Moelis & Company designed a tailored due diligence and negotiations process for DP World, in order to maintain confidentiality and limit press leaks. As the acquisition constituted a Related Party and Class 1 transaction for the purposes of UK Listing Rules, Moelis & Company conducted a comprehensive evaluation of EZW to develop a view on valuation, draft a shareholder circular and obtain the support of DP World’s independent directors. Moelis & Company was also intimately engaged in key negotiations with the seller and was instrumental in achieving a successful outcome for its client.

DP World’s acquisition was the largest M&A deal involving a Middle Eastern target in 2014-2015 and had compelling strategic, operational and financial benefits for DP World. It created the leading port and free zone in the Middle East, enhanced DP World’s competitive advantage by strengthening Jebel Ali port’s integrated product offering and provided an opportunity to control and improve investment levels at JAFZ. The acquisition was also expected to enhance earnings by more than 15 percent and generate greater than a 7 percent return on capital employed in the first full financial year following completion.

February 2015

$1.2 billion

Sale of EMPAQUE to Crown Holdings, Inc.
Exclusive Financial Advisor to Heineken N.V. on the $1.2 billion sale of its Mexican packaging business, EMPAQUE, to Crown Holdings

On February 18, 2015, Heineken N.V. (“Heineken”) completed the sale of its Mexican packaging business EMPAQUE – a leading Mexican manufacturer of aluminum cans and ends, bottle caps and glass bottles – to Crown Holdings Inc. (“Crown”). Moelis & Company acted as exclusive financial advisor to Heineken in the multifaceted, cross-border transaction.

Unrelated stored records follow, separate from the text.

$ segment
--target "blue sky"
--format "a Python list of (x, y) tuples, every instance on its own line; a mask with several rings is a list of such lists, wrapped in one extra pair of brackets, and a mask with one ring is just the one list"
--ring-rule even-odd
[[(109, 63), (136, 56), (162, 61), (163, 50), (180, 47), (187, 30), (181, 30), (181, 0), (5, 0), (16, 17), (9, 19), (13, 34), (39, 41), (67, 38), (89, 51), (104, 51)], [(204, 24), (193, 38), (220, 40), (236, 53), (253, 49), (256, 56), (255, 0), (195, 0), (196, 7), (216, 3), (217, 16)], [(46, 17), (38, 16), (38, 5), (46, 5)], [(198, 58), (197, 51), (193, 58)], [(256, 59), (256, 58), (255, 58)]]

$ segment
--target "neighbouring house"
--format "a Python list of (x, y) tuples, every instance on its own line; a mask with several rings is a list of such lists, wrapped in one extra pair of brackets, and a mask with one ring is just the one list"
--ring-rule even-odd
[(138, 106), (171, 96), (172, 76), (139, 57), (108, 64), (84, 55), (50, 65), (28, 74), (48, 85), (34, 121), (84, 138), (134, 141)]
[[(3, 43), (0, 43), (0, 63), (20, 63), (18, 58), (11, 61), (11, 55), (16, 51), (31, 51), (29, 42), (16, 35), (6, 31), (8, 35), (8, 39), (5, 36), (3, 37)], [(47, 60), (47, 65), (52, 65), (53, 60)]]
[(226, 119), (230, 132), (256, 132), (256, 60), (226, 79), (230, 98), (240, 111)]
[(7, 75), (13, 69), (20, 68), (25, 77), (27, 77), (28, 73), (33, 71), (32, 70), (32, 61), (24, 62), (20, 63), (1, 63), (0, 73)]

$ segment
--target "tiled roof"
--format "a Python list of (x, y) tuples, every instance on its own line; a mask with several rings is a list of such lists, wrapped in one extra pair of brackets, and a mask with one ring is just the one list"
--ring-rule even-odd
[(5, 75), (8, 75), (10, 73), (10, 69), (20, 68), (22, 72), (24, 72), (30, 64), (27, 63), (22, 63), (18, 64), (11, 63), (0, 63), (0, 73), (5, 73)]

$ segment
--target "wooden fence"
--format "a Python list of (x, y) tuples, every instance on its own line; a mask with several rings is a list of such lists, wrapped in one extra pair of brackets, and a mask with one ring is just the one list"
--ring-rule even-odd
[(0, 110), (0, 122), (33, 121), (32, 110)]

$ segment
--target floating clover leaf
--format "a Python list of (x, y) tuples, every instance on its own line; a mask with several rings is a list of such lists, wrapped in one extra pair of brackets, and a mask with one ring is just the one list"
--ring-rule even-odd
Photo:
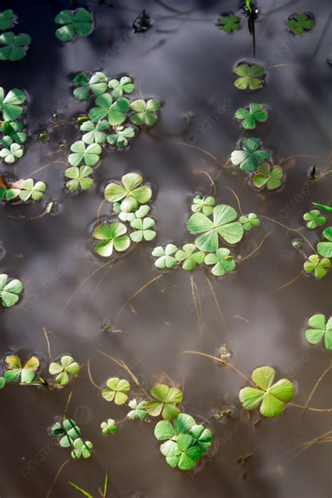
[(242, 141), (243, 148), (240, 151), (233, 151), (230, 160), (235, 166), (240, 166), (243, 171), (256, 171), (261, 162), (270, 159), (270, 151), (261, 149), (261, 145), (259, 139), (244, 139)]
[(332, 317), (327, 323), (324, 314), (318, 313), (310, 317), (307, 322), (311, 328), (305, 331), (305, 338), (310, 344), (318, 344), (324, 337), (325, 347), (332, 350)]
[(92, 443), (91, 441), (83, 441), (81, 438), (77, 438), (73, 443), (74, 450), (71, 455), (71, 457), (77, 460), (81, 457), (83, 458), (90, 458), (92, 454)]
[[(332, 258), (332, 226), (328, 226), (323, 232), (323, 236), (327, 242), (318, 242), (317, 251), (324, 258)], [(322, 260), (323, 261), (323, 260)]]
[(117, 126), (115, 127), (115, 133), (107, 135), (107, 141), (110, 145), (113, 145), (118, 148), (127, 147), (129, 143), (128, 139), (135, 136), (135, 130), (131, 126)]
[(218, 22), (221, 26), (223, 31), (230, 33), (240, 29), (240, 18), (238, 15), (222, 15)]
[(81, 166), (78, 168), (77, 166), (69, 167), (64, 172), (66, 178), (71, 179), (67, 182), (66, 186), (71, 192), (75, 192), (78, 188), (83, 191), (87, 191), (92, 186), (93, 179), (90, 177), (92, 173), (92, 168), (90, 166)]
[(143, 177), (137, 173), (127, 173), (121, 178), (123, 186), (118, 184), (109, 184), (104, 195), (109, 202), (121, 201), (120, 209), (125, 212), (136, 211), (140, 204), (148, 202), (151, 198), (152, 191), (149, 186), (139, 186), (143, 182)]
[(185, 244), (181, 249), (177, 251), (175, 258), (182, 263), (184, 270), (193, 270), (196, 265), (204, 261), (205, 254), (202, 251), (196, 251), (195, 244)]
[(160, 415), (166, 420), (172, 420), (180, 413), (179, 409), (175, 406), (182, 402), (183, 394), (177, 387), (169, 387), (165, 384), (157, 384), (151, 389), (151, 396), (153, 401), (148, 401), (145, 409), (152, 417)]
[(118, 252), (123, 252), (130, 245), (130, 239), (127, 235), (127, 227), (122, 223), (104, 223), (97, 226), (92, 237), (102, 242), (96, 244), (95, 250), (97, 254), (104, 258), (109, 258), (112, 255), (113, 249)]
[(133, 420), (135, 418), (139, 418), (140, 420), (145, 420), (148, 413), (146, 410), (145, 407), (146, 401), (143, 401), (137, 403), (136, 399), (132, 399), (128, 403), (128, 406), (131, 408), (131, 410), (127, 413), (127, 418), (130, 420)]
[(310, 31), (314, 26), (314, 20), (307, 14), (296, 14), (289, 18), (287, 27), (294, 34), (302, 34), (304, 31)]
[(209, 216), (213, 212), (214, 206), (216, 204), (214, 198), (203, 197), (202, 195), (196, 195), (193, 201), (193, 204), (191, 206), (191, 211), (193, 213), (199, 213), (202, 211), (206, 216)]
[(62, 357), (60, 363), (52, 361), (48, 371), (51, 375), (56, 375), (55, 382), (61, 385), (66, 385), (69, 382), (69, 375), (76, 377), (79, 372), (80, 366), (74, 358), (69, 356)]
[(130, 238), (134, 242), (144, 240), (153, 240), (157, 235), (152, 228), (155, 225), (153, 218), (137, 218), (130, 223), (130, 226), (135, 229), (130, 234)]
[(43, 181), (34, 183), (32, 178), (27, 178), (23, 180), (20, 188), (18, 196), (21, 200), (26, 202), (30, 198), (33, 200), (41, 200), (46, 189), (46, 184)]
[(239, 107), (235, 113), (235, 118), (242, 120), (242, 127), (246, 130), (256, 128), (256, 122), (265, 123), (268, 117), (261, 104), (250, 104), (249, 110), (244, 107)]
[(4, 88), (0, 87), (0, 111), (6, 121), (14, 121), (20, 118), (23, 112), (20, 104), (25, 103), (25, 96), (22, 90), (14, 88), (5, 97)]
[(130, 385), (125, 379), (112, 377), (106, 383), (107, 387), (102, 390), (102, 396), (106, 401), (113, 401), (116, 405), (123, 405), (128, 399), (125, 394), (130, 389)]
[(279, 166), (274, 166), (271, 169), (268, 162), (263, 162), (257, 168), (252, 183), (257, 188), (263, 188), (266, 185), (268, 190), (273, 191), (279, 188), (283, 176), (284, 172)]
[(109, 88), (111, 89), (111, 94), (116, 99), (122, 97), (124, 93), (132, 93), (134, 90), (132, 80), (129, 76), (123, 76), (120, 81), (116, 79), (111, 80)]
[(240, 216), (239, 221), (243, 225), (244, 230), (249, 230), (255, 226), (261, 225), (261, 221), (257, 218), (257, 214), (255, 213), (249, 213), (247, 216)]
[(29, 358), (22, 366), (21, 360), (15, 354), (6, 358), (7, 370), (4, 376), (7, 382), (15, 382), (21, 378), (21, 383), (31, 382), (34, 380), (36, 371), (39, 368), (39, 360), (36, 357)]
[(7, 148), (11, 146), (13, 142), (16, 144), (23, 144), (27, 138), (27, 133), (21, 131), (23, 125), (18, 121), (3, 121), (1, 126), (1, 131), (4, 135), (1, 140), (1, 144)]
[(307, 228), (310, 230), (318, 228), (326, 223), (326, 217), (321, 216), (321, 212), (319, 209), (312, 209), (308, 213), (305, 213), (303, 219), (305, 221), (307, 221), (306, 223)]
[(103, 434), (115, 434), (118, 430), (116, 421), (113, 418), (109, 418), (107, 422), (102, 422), (100, 427)]
[(214, 265), (212, 272), (216, 277), (222, 277), (226, 272), (231, 272), (235, 268), (235, 261), (230, 251), (224, 247), (217, 249), (215, 254), (207, 254), (205, 263), (206, 265)]
[(162, 246), (155, 247), (151, 253), (152, 256), (158, 258), (155, 261), (155, 266), (160, 270), (174, 268), (178, 262), (172, 254), (176, 253), (177, 250), (178, 248), (174, 244), (167, 244), (165, 249)]
[(0, 151), (0, 157), (5, 162), (11, 165), (23, 155), (23, 149), (18, 144), (12, 144), (9, 148), (6, 147)]
[(83, 132), (86, 132), (82, 136), (82, 140), (88, 145), (102, 144), (106, 140), (104, 130), (109, 128), (109, 124), (105, 120), (97, 121), (96, 124), (93, 121), (85, 121), (81, 127)]
[(246, 410), (252, 410), (261, 402), (259, 410), (264, 417), (277, 417), (282, 413), (285, 403), (294, 396), (294, 386), (287, 379), (272, 384), (275, 375), (275, 371), (270, 366), (261, 366), (254, 371), (251, 378), (257, 388), (244, 387), (239, 394)]
[(91, 78), (85, 72), (79, 73), (73, 83), (76, 87), (73, 94), (78, 100), (87, 100), (90, 93), (101, 95), (107, 90), (107, 76), (101, 71), (94, 73)]
[(75, 36), (88, 36), (93, 29), (92, 13), (86, 8), (76, 11), (62, 11), (55, 19), (57, 25), (62, 25), (55, 31), (55, 36), (61, 41), (71, 41)]
[(235, 209), (221, 204), (213, 210), (213, 221), (202, 213), (195, 213), (189, 219), (188, 229), (194, 235), (202, 234), (195, 241), (199, 249), (214, 252), (219, 245), (218, 235), (228, 244), (236, 244), (242, 238), (243, 227), (238, 221), (234, 221), (237, 216)]
[(260, 78), (264, 72), (264, 68), (258, 64), (240, 64), (235, 68), (235, 74), (241, 77), (234, 81), (234, 85), (239, 90), (258, 90), (262, 87), (263, 81)]
[(23, 286), (20, 280), (15, 279), (8, 282), (8, 275), (0, 275), (0, 299), (3, 306), (10, 307), (16, 304), (22, 290)]
[(12, 32), (0, 34), (0, 60), (20, 60), (26, 55), (30, 43), (31, 37), (25, 33), (16, 36)]
[(130, 104), (130, 108), (135, 111), (130, 116), (130, 120), (134, 125), (151, 125), (158, 120), (156, 111), (160, 109), (160, 102), (155, 99), (150, 99), (147, 102), (142, 99), (134, 100)]
[(4, 11), (0, 13), (0, 29), (4, 31), (11, 27), (14, 21), (14, 13), (13, 11)]
[(211, 448), (212, 434), (203, 425), (196, 424), (191, 415), (181, 413), (172, 424), (168, 420), (159, 422), (155, 428), (155, 436), (165, 443), (160, 452), (172, 467), (190, 470), (195, 466), (202, 454)]
[[(319, 242), (323, 244), (324, 242)], [(318, 245), (319, 245), (319, 244)], [(319, 258), (317, 254), (312, 254), (303, 265), (305, 272), (314, 273), (316, 278), (323, 278), (331, 268), (331, 261), (328, 258)]]
[(82, 140), (75, 141), (70, 150), (73, 153), (68, 156), (68, 161), (71, 166), (78, 166), (84, 161), (87, 166), (94, 166), (99, 160), (102, 147), (99, 144), (91, 144), (86, 147)]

The successful execution of this complex and competitive sale involved a dual-track that allowed Heineken to maintain the option of a “sale of parts” or a “sale of whole” process. In addition, Moelis & Company helped negotiate a strategic, long-term supply contract between the client and the buyer that fulfilled the needs of multiple stakeholders within the Heineken organization. Divesting the EMPAQUE packaging operations ultimately allowed Heineken to focus its resources fully on brewing, marketing and selling its world class portfolio of beer brands in Mexico, and provided additional financial flexibility to invest in its core operations.

Moelis & Company helped Heineken achieve a premium valuation multiple relative to comparable metal and glass packaging transactions globally. Following the divestment, EMPAQUE remains a key strategic supplier to Cuauhtémoc Moctezuma, Heineken’s wholly owned subsidiary in Mexico, through long-term supply contracts.